Hirose News|September 3, 2012 10:11 AM

FX Weekly Update

<Dollar/Yen>

 

 

Bernanke indicated that progress in reducing US unemployment was too slow and the Fed would act as required to strengthen the economic recovery; this led to investor expectations for QE3 and reacted by selling the USD/JPY. However, as the details of QE3 haven't been mentioned at all, the pair closed at 78.39 last week. The words "would act as needed" means it is always possible to implement QE3 no matter how good the economic indexes, but that is a hackneyed expression.
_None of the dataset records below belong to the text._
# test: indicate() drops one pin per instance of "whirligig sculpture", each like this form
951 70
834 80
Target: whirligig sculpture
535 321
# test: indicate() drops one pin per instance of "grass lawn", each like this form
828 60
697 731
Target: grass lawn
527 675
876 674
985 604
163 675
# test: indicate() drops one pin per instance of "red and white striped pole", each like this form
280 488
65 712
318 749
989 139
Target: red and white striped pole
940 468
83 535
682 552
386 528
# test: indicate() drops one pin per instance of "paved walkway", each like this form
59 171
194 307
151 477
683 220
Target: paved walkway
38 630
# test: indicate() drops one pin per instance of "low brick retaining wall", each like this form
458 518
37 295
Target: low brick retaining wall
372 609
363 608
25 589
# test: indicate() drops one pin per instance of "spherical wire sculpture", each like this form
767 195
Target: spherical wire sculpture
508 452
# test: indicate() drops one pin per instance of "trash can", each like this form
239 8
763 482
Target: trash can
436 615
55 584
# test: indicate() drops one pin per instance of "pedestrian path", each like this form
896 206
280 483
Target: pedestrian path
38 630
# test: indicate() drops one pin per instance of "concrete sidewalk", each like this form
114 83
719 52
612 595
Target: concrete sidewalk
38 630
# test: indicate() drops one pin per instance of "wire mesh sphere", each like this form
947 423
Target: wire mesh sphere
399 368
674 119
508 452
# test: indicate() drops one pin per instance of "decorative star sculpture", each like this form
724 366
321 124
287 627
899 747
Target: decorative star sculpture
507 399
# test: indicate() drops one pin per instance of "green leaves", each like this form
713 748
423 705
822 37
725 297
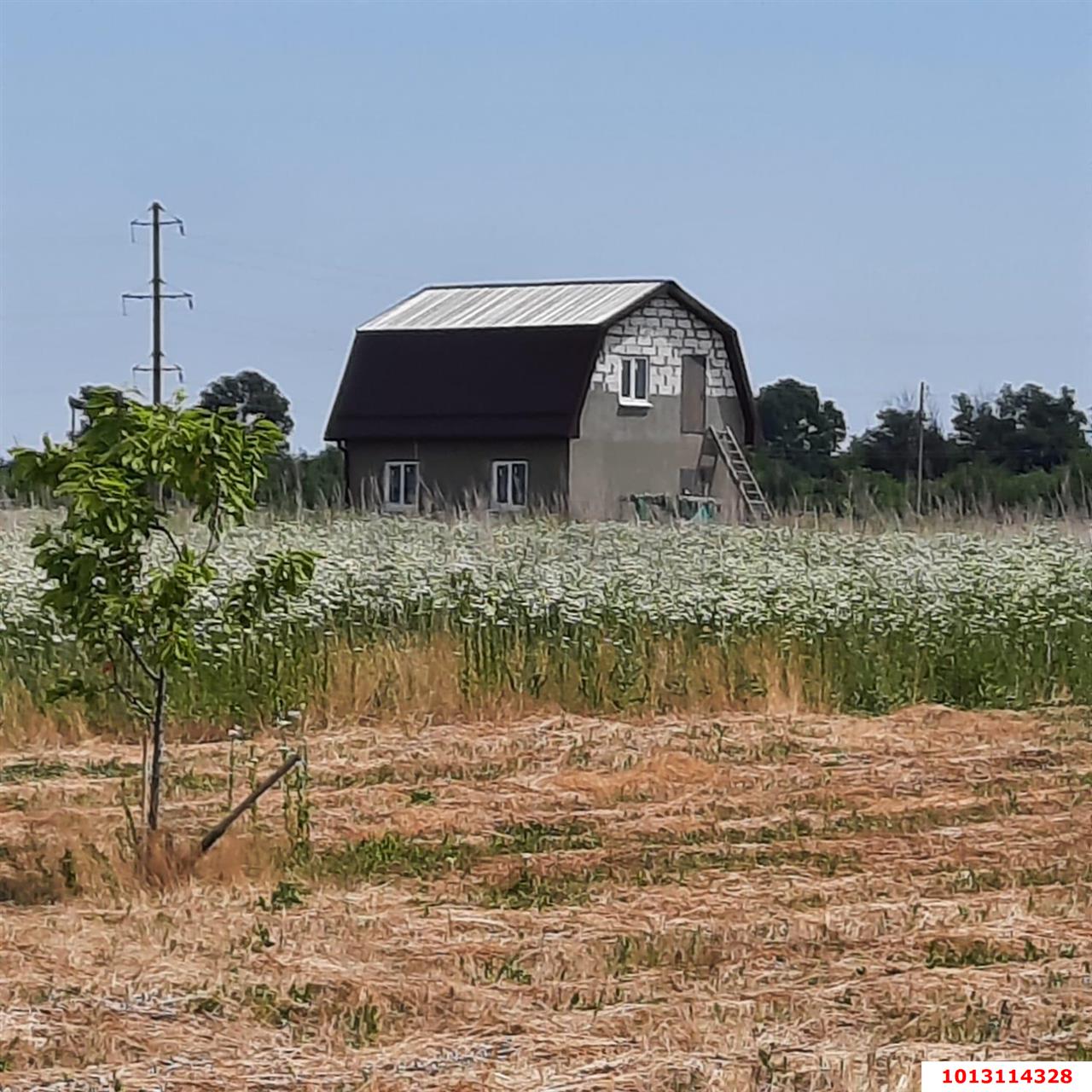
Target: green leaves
121 580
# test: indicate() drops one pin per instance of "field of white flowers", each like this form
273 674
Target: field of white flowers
617 616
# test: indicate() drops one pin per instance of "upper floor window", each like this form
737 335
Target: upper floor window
634 389
510 484
401 486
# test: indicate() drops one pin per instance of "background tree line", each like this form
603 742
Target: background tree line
1025 448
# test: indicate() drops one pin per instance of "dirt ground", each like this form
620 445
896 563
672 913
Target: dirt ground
752 902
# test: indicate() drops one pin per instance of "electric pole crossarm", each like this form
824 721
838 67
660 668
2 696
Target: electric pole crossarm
156 295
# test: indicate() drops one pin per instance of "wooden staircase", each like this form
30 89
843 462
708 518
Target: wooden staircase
735 459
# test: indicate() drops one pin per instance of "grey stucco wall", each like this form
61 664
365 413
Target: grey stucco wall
456 473
624 450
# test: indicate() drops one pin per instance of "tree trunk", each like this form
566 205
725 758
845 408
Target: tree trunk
155 778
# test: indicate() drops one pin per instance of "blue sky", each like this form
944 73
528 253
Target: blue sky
874 194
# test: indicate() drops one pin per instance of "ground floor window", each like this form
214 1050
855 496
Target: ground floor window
510 484
400 486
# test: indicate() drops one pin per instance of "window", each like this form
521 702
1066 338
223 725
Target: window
400 487
634 389
510 484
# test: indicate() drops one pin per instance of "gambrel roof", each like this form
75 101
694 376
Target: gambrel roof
491 361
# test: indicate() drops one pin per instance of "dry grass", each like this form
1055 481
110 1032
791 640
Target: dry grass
752 902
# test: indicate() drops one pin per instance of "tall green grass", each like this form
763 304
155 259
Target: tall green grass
615 617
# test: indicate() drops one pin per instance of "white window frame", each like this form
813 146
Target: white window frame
629 369
398 467
506 505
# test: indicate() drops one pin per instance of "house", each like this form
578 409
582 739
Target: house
592 398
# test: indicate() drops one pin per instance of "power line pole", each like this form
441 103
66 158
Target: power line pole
921 443
157 295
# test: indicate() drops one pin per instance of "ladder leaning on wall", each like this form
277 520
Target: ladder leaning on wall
735 460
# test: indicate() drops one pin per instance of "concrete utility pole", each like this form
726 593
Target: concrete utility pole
921 443
157 295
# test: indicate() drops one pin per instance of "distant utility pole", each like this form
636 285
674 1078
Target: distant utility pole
157 295
921 443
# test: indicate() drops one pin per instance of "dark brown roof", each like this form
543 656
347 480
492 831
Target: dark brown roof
490 381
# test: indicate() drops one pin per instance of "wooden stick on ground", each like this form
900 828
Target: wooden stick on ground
221 829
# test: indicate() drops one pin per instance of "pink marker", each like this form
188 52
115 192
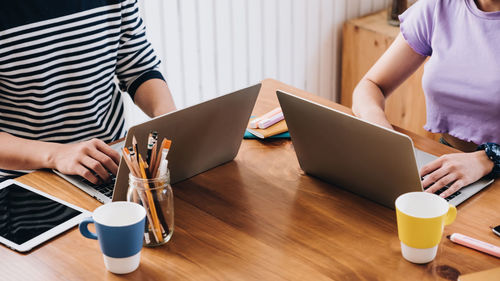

Therefore, it may be unlikely that QE3 will be implemented immediately as economic indexes are not going down.

 

 

Expected Range: 77.80-79.20   Buy the dollar on rallies

 

 

<Euro/Dollar>

 

 

Ben Bernanke's speech to the Federal Reserve Board led to a fall in the dollar to 1.2637 against the euro, but Greek the problem remains an obstacle. "Chance of euro zone collapse is 50-50" said the Slovak PM (that's confidence for you!!). Buying the euro is becoming risky, and it is better to take profit ASAP. There is still a significant amount of net short Euro positions in the market, but from a technical point it looks like a positive trend is appearing, and may have futher to climb; it broke the high limit of daily Ichimoku cloud, and is trying to break through 90 days MA.